Der Amerikaner ist ein Phänomen im alpinen Rennsport. Er ist noch einen Zentimeter länger als der Walliser Slalom-Hüne Ramon Zenhäusern, und man fragt sich, wie er es schafft, den Körper zu einer aerodynamischen Hocke zusammenzufalten. Er ist ein bekennender Powder-Freak, wenn der Neuschnee knietief liegt, tobt er sich am liebsten mit breiten Latten am Berg aus.

Die Saslonch ist für Bennett ein Spielplatz

Auch im Grödnertal hatte es geschneit, aber die vielen Helfer hatten die Rennpiste blitzblank geputzt, sie war hart und griffig. Und auch in diesem Zustand ist die Saslonch für Bennett ein guter Spielplatz. Mit seinen langen Beinen kann er die giftigen Wellen im Mittelteil abfedern wie kein anderer. Bereits 2021 hatte er in Gröden gewonnen.

Und doch hatte den 31-Jährigen diesmal niemand auf der Rechnung. Grund dafür war der Absturz, den er im vergangenen Winter erlebt hatte. Bennett fuhr plötzlich in der Kreisklasse und fiel aus den Top 30 der Weltrangliste. Mit der Nummer 34 startete er am Donnerstag, deshalb gaben Odermatt und Kilde bereits Interviews.

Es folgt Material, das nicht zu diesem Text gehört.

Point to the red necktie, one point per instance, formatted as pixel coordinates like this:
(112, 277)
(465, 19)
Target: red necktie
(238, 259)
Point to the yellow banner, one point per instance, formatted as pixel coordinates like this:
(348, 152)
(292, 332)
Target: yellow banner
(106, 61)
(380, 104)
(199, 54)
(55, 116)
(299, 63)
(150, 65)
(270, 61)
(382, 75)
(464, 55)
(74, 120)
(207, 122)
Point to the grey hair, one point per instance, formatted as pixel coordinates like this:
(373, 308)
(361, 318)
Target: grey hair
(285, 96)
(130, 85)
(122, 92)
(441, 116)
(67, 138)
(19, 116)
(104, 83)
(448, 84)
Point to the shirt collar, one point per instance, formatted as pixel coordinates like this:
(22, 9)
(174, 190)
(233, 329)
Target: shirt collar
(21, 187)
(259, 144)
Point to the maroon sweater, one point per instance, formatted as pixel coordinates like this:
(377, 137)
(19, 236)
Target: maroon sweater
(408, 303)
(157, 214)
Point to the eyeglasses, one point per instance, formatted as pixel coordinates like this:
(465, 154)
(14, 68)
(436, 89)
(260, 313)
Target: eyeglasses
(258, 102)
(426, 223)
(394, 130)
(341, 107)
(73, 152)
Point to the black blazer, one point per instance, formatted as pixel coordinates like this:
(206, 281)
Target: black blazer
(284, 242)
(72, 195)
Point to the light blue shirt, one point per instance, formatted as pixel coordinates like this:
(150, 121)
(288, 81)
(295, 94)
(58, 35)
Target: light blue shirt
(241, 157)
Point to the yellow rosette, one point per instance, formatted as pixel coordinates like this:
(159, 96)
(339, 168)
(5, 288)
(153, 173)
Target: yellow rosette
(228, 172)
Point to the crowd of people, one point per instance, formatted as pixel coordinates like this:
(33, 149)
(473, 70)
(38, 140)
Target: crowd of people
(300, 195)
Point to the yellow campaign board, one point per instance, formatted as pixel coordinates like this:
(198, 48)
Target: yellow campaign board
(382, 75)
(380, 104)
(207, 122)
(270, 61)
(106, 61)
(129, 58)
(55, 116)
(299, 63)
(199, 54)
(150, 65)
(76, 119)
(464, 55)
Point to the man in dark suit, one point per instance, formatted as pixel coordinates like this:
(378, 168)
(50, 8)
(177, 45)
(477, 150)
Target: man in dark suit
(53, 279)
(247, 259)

Der Norweger gewann in den vergangenen zwei Wintern die Abfahrtswertung im Weltcup, er wäre ein logischer Sieger gewesen. Als er aber merkte, dass Bennett ihn noch um drei Hundertstel geschlagen hatte, lachte er. Die Norweger bilden mit den Amerikanern eine Trainingsgemeinschaft, weil es logistisch sinnvoll ist, zwei kleine Teams zu einem mittelgrossen zusammenzufügen. Sie waren auch im November in Colorado gemeinsam unterwegs.

Dort hatte Kilde gesehen, dass Bennett sich wieder seinen guten Tagen näherte. Er möge es dem Skiriesen gönnen, dass er wieder vorne dabei sei. «Und für den Weltcup ist es gut, wenn auch die Amerikaner Rennen gewinnen.» Das bedeute allerdings nicht, dass er sich über seine Niederlage freue, sagte Kilde: «Ich will immer gewinnen.»

Am Ende entschieden Hundertstel: Bennett 0,03 Sekunden vor Kilde; Kilde 0,02 vor Odermatt. Der italienische Kraftbolzen Dominik Paris, der an diesem Tag zu den Geschlagenen gehörte, sagte, knappe Abstände seien normal in einem Babyrennen. Diesen despektierlichen Ausdruck wählte er, weil die Strecke verkürzt worden war.

Bryce Bennett hatte in Wengen Durst.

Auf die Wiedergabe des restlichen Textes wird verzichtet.